I was just talking to someone recently about how git is often designed to expose all of its weird implementation details directly, at the expense of the actual use cases being used. This seems to reflect that.
I also don’t really buy the “we shouldn’t reinforce how git trainings are teaching it”. Maybe it can more a bit more towards embracing use cases that users find useful & want?
This seems like such a weird thing to bikeshed about… I basically never have to refer to it so what does it matter what it is called?
The git porcelain is a very, very thin wrapper of git’s own internal data model. Clearing up terminology could make it easier for people to understand git.
It matters because there’s a clear step to improve the documentation (of which Git’s is notoriously lacking already) and there’s no reason to specifically include a clarification around the term that all the tutorials use and thus that all new users learn it as.
If it were a matter of removing the term “index” from documentation then it would be bikeshedding, but we’re talking about adding the term “staging area” here. I doubt anyone would object to a permanent “index” alias for every relevant command, as long as there’s “stage”, too
The terminology and lack of consistency mapping concepts to commands caused me so much confusion early on.
One tool I stumbled on that helped clear up a lot of confusion was NDP software’s Git Cheatsheet - no affiliation, just a grateful user.
What git command line do I run to remove a maintainer?
Git is a dvcs after all.
Nah, you also need to update every shell script to use not instead of git.
My theory is that this is why CLI reforms suchas gitless haven’t taken off.
No need to be authoritarian, you can always make your own fork. Or simply apply the patches.
It’s not authoritarian to think that people who aren’t engaging in good faith shouldn’t be running core tooling projects used by the entire software industry. Applying a fork doesn’t solve the issue that a toxic person is leading a massive community effort.
Furthermore, this isn’t about solving it for me – I know how to use git already. It’s about increasing accessibility for newcomers, who won’t know how to apply patches and recompile.
So long as you only think so.
Where can I see a single example of engaging in bad faith, or any toxicity for that matter?
It could be argued that core tooling shouldn’t change at all, and a change like this would confuse the documentation, or break things. Though this has happened already with the master → main switch, as well as with some changes to the porcelain. git is rather bad from both viewpoints.
Thank goodness neither of those points is relevant to the linked discussion. All of this stuff is backwards-compatible.
This is under the confusing of documentation. The more ways to do it, the more confused it is. Changing terms in any place would also be a source of confusion. I admit to not having read it in detail, but no miracle is possible.

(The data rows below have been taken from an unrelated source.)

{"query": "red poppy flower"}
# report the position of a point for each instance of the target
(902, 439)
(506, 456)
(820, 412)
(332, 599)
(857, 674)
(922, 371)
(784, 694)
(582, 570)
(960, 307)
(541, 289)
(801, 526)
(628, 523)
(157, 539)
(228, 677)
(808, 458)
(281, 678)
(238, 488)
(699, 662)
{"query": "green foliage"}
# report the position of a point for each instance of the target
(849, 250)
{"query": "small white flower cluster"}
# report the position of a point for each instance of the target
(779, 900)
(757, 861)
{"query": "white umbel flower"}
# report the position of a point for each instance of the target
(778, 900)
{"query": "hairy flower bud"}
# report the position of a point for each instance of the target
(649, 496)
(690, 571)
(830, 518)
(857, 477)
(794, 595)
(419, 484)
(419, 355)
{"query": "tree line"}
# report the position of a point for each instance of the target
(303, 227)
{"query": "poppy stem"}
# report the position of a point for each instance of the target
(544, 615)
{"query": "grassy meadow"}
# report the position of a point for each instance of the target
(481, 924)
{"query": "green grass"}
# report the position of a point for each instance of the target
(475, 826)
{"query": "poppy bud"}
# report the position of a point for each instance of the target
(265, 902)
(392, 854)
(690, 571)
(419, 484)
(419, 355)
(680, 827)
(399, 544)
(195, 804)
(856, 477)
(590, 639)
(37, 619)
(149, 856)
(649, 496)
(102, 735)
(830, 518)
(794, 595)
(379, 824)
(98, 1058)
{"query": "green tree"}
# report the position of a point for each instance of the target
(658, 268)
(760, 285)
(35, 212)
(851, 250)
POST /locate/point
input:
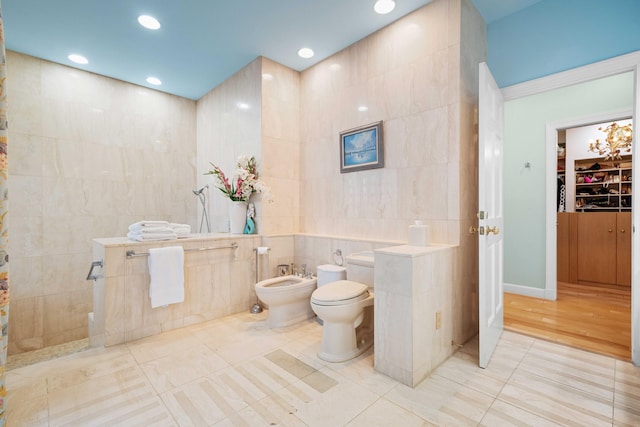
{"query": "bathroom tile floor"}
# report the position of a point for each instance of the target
(237, 372)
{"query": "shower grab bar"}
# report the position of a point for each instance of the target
(234, 246)
(94, 264)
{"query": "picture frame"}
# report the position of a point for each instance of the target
(362, 148)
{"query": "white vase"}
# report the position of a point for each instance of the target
(237, 217)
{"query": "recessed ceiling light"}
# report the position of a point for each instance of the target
(305, 53)
(149, 22)
(384, 6)
(78, 59)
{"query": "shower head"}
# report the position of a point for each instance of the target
(200, 190)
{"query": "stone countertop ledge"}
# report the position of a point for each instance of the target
(413, 251)
(195, 237)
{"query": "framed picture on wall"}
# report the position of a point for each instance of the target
(361, 148)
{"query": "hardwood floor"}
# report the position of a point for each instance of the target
(594, 318)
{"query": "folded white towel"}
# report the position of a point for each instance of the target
(153, 230)
(183, 233)
(175, 226)
(166, 271)
(137, 226)
(147, 237)
(181, 230)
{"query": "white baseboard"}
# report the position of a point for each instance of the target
(527, 291)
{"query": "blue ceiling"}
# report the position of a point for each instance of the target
(201, 42)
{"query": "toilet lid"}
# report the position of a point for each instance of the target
(340, 292)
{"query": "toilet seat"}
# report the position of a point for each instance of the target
(341, 292)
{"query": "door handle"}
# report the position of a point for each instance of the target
(494, 230)
(482, 230)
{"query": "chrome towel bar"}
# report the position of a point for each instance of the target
(234, 246)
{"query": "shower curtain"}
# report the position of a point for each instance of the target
(4, 227)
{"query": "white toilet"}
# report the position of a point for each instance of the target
(287, 298)
(345, 308)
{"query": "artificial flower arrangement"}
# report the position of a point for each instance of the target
(618, 140)
(245, 181)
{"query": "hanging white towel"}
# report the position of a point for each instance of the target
(166, 269)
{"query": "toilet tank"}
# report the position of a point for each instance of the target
(328, 273)
(360, 267)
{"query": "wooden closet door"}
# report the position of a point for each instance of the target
(563, 246)
(623, 249)
(597, 254)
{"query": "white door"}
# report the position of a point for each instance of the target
(490, 218)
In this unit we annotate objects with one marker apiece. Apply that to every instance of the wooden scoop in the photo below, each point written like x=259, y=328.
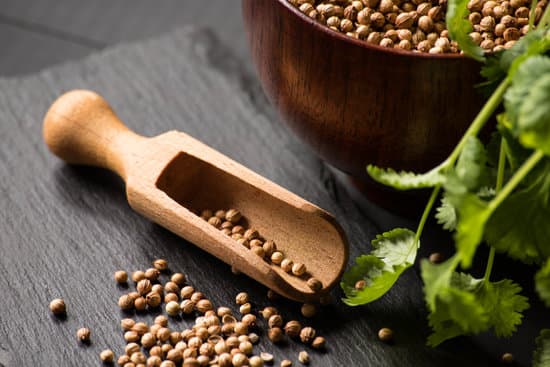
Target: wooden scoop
x=171, y=177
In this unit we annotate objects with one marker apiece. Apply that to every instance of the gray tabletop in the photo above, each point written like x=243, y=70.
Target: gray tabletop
x=64, y=230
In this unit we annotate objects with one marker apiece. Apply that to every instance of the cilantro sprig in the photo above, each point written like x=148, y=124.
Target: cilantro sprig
x=497, y=194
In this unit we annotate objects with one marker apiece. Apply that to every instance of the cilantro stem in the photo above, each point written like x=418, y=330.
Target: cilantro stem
x=520, y=174
x=482, y=117
x=427, y=210
x=498, y=187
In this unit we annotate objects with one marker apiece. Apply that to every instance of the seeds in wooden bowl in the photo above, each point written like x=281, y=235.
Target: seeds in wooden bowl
x=376, y=22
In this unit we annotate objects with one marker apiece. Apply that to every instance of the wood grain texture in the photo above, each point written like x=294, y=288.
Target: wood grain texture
x=65, y=230
x=171, y=178
x=355, y=103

I mostly just scanned it, early on found out it literally lies (“everyone” means “people I agree with”), and figured out it’s just someone publicly moaning, so not worth the attention.

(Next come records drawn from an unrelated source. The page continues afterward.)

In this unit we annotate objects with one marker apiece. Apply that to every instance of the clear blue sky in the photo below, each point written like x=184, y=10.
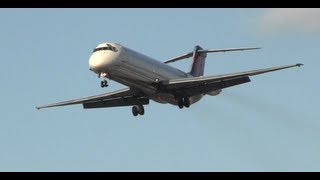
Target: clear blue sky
x=269, y=124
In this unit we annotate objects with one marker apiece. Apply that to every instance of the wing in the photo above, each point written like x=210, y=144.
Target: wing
x=202, y=85
x=187, y=55
x=122, y=97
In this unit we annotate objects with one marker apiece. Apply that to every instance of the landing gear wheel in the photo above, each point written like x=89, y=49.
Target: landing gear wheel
x=186, y=102
x=138, y=109
x=180, y=103
x=135, y=110
x=104, y=83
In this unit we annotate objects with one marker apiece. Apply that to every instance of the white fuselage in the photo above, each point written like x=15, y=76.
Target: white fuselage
x=135, y=70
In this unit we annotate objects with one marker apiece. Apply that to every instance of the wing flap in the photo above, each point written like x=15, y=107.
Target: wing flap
x=115, y=94
x=128, y=101
x=177, y=84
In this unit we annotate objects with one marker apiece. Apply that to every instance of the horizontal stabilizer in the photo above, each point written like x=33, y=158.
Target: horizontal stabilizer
x=187, y=55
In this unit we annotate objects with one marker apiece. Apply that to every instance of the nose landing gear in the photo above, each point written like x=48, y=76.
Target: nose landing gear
x=183, y=102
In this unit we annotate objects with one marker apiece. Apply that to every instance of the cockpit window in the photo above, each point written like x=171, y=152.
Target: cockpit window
x=109, y=47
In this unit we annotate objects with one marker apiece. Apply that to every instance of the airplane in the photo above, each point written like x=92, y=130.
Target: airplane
x=149, y=79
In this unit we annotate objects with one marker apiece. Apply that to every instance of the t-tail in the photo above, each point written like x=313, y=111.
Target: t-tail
x=198, y=62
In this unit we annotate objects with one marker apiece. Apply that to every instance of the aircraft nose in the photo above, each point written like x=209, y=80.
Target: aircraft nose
x=96, y=64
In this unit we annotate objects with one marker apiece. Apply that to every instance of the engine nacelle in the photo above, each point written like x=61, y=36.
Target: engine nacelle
x=214, y=93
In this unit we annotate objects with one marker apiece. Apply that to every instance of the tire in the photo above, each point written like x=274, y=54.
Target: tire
x=141, y=110
x=186, y=102
x=180, y=103
x=135, y=110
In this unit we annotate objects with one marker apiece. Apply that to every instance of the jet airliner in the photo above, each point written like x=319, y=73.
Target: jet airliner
x=149, y=79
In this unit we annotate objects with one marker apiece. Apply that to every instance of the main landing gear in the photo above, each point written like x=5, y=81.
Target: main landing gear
x=137, y=109
x=104, y=83
x=183, y=102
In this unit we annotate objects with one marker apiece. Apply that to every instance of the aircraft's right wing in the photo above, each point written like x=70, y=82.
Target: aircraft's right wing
x=122, y=97
x=201, y=85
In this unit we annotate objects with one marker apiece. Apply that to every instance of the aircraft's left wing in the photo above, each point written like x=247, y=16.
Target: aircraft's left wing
x=204, y=84
x=122, y=97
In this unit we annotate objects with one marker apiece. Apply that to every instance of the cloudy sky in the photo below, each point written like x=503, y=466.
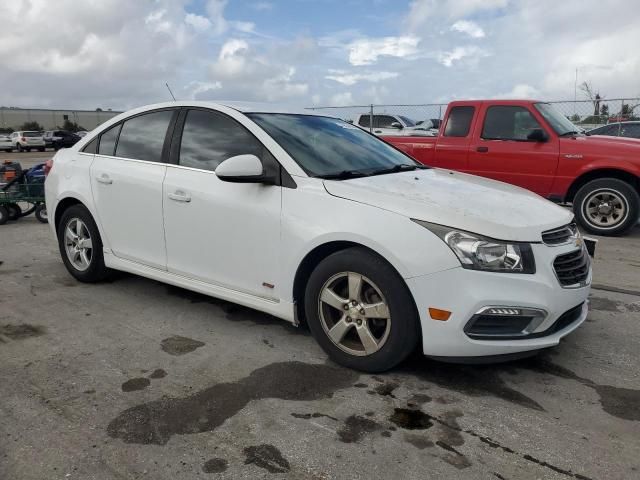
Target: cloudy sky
x=119, y=53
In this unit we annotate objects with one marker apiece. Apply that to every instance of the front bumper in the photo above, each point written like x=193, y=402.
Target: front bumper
x=465, y=292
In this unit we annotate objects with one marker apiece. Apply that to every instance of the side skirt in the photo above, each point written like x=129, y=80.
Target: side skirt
x=280, y=309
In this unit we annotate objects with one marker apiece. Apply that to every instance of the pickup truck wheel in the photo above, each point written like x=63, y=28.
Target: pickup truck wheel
x=360, y=311
x=607, y=206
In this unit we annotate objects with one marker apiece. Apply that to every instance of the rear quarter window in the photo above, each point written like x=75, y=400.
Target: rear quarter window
x=459, y=121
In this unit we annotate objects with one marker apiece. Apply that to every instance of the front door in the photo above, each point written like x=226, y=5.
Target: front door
x=503, y=152
x=222, y=233
x=126, y=180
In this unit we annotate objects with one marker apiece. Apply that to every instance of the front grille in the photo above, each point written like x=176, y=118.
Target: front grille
x=572, y=268
x=561, y=235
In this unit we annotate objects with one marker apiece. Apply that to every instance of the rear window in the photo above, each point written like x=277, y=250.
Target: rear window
x=459, y=121
x=142, y=137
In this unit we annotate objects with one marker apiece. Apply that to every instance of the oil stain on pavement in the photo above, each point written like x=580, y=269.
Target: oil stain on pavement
x=135, y=384
x=268, y=457
x=157, y=421
x=215, y=465
x=178, y=345
x=20, y=332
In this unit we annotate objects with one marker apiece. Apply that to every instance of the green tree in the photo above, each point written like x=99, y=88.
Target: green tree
x=31, y=126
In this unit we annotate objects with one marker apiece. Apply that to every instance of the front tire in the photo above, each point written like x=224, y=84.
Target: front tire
x=360, y=311
x=15, y=212
x=607, y=206
x=81, y=246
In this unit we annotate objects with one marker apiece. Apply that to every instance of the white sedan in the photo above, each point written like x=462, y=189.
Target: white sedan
x=311, y=219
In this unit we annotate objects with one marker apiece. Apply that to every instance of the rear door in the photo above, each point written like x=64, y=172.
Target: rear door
x=222, y=233
x=126, y=181
x=501, y=149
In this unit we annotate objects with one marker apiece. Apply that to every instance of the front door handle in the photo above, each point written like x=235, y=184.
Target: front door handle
x=179, y=196
x=104, y=179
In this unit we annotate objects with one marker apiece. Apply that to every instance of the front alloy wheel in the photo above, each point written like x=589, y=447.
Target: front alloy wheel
x=607, y=206
x=360, y=310
x=354, y=313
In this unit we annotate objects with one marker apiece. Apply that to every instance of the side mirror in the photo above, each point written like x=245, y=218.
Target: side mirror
x=537, y=135
x=242, y=169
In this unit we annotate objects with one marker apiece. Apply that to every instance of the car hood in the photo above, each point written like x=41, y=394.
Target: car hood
x=467, y=202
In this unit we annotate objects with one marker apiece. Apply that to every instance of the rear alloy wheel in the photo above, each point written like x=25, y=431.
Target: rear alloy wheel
x=360, y=311
x=607, y=206
x=41, y=213
x=80, y=245
x=15, y=212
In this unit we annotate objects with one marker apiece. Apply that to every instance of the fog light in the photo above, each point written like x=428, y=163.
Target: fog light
x=437, y=314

And then there was this comment where someone disrespects other people’s work, of course.
You’re free to fork and improve git. Or even implement your own from scratch.

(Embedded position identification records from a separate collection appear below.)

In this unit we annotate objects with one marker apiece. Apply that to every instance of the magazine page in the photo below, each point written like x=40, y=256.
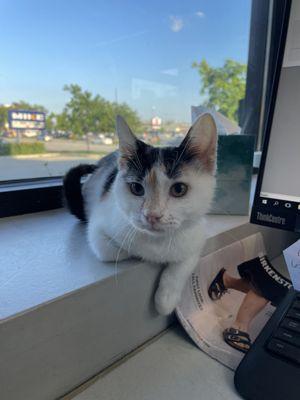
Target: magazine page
x=205, y=319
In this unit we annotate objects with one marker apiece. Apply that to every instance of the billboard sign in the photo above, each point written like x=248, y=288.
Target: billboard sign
x=24, y=119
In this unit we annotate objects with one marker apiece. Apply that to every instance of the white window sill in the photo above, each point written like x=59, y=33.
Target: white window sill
x=45, y=255
x=64, y=316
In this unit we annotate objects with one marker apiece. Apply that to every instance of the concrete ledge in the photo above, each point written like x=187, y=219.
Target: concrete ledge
x=65, y=316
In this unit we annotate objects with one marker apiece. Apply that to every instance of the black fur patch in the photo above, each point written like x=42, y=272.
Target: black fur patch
x=109, y=181
x=143, y=159
x=72, y=189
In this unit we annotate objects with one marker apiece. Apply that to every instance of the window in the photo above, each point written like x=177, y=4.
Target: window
x=67, y=68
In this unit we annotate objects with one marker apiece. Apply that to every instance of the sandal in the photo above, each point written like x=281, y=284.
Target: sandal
x=237, y=339
x=217, y=288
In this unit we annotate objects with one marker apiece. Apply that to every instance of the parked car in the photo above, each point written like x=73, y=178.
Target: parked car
x=102, y=140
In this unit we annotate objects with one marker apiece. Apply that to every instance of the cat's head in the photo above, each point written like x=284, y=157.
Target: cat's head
x=165, y=188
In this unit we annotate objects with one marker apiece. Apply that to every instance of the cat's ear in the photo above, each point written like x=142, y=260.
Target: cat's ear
x=201, y=142
x=127, y=140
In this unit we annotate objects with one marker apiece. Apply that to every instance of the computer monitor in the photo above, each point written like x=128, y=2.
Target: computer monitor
x=277, y=197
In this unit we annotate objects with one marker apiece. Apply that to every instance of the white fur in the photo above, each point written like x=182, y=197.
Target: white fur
x=117, y=228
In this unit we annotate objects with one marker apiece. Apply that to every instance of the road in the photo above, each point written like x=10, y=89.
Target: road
x=59, y=157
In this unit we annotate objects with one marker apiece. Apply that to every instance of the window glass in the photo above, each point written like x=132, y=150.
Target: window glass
x=68, y=67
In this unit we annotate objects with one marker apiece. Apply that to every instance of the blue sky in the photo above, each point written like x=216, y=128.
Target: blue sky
x=138, y=51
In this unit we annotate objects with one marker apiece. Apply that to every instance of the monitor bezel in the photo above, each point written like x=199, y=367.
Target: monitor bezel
x=268, y=127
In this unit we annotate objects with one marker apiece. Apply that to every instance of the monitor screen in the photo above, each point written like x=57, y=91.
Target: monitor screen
x=277, y=199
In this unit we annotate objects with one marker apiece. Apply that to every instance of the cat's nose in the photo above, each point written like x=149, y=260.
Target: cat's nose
x=153, y=218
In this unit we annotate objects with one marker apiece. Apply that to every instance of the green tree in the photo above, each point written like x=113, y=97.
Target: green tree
x=87, y=113
x=224, y=87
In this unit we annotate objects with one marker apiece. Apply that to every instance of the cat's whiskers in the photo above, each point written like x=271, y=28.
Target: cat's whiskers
x=132, y=239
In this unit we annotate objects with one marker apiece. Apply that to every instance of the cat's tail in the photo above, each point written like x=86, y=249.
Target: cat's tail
x=72, y=189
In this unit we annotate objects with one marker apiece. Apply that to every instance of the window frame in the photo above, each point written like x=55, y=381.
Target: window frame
x=25, y=196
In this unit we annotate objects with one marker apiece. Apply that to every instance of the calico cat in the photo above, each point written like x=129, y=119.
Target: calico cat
x=149, y=202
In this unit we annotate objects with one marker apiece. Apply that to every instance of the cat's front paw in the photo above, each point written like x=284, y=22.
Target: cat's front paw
x=165, y=301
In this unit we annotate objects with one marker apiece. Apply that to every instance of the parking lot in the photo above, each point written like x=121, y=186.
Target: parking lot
x=59, y=157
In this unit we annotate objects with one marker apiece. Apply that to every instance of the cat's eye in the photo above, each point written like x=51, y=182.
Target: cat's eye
x=179, y=189
x=136, y=189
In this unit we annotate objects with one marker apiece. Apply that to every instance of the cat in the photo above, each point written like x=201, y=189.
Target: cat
x=149, y=202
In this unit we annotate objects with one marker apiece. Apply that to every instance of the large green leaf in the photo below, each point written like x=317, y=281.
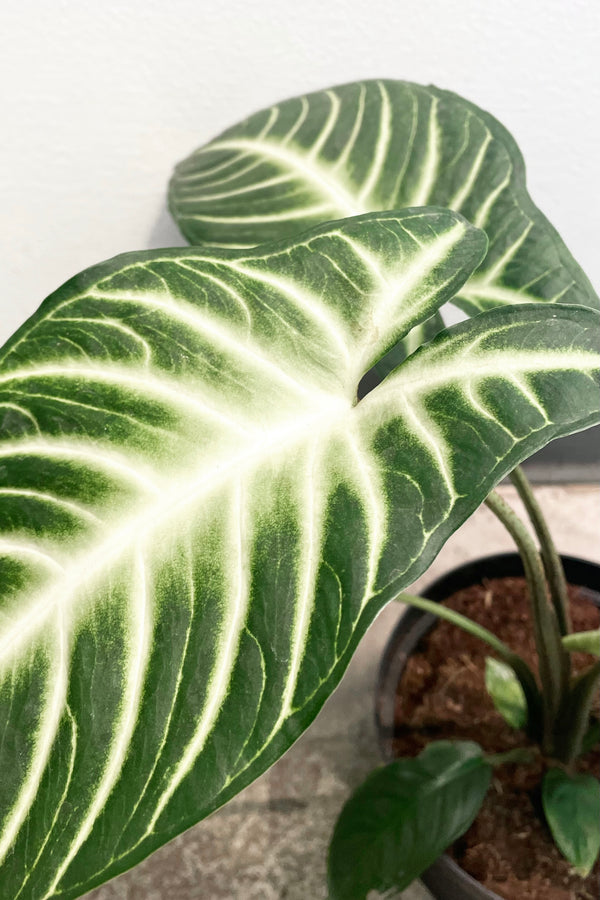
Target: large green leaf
x=198, y=521
x=379, y=145
x=572, y=807
x=403, y=816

The more forks and independent implementations, the better the ecosystem – and maybe some ideas filter across.
Well then you better put in the effort to get your fork into distribution repositories.
Why would you be unable to provide downloads and packages?
It’s not like X.org, Jenkins, LibreOffice, and other forks are significantly harder to install than the original.
Yes it is; the way the term “shouldn’t” is used there presumes it is or should be in your authority.
Sure it does: if you do better, people switch projects, and the origin of the fork stops being a massive community effort. How many Hudson developers are there today? How many Jenkins developers are there today?
How about Gogs vs Gittea?
Funny, I’ve never called the index “the staging area,” though I did somehow get into the habit of calling it “the stage,” and using the term “stage” as if it meant a staging area.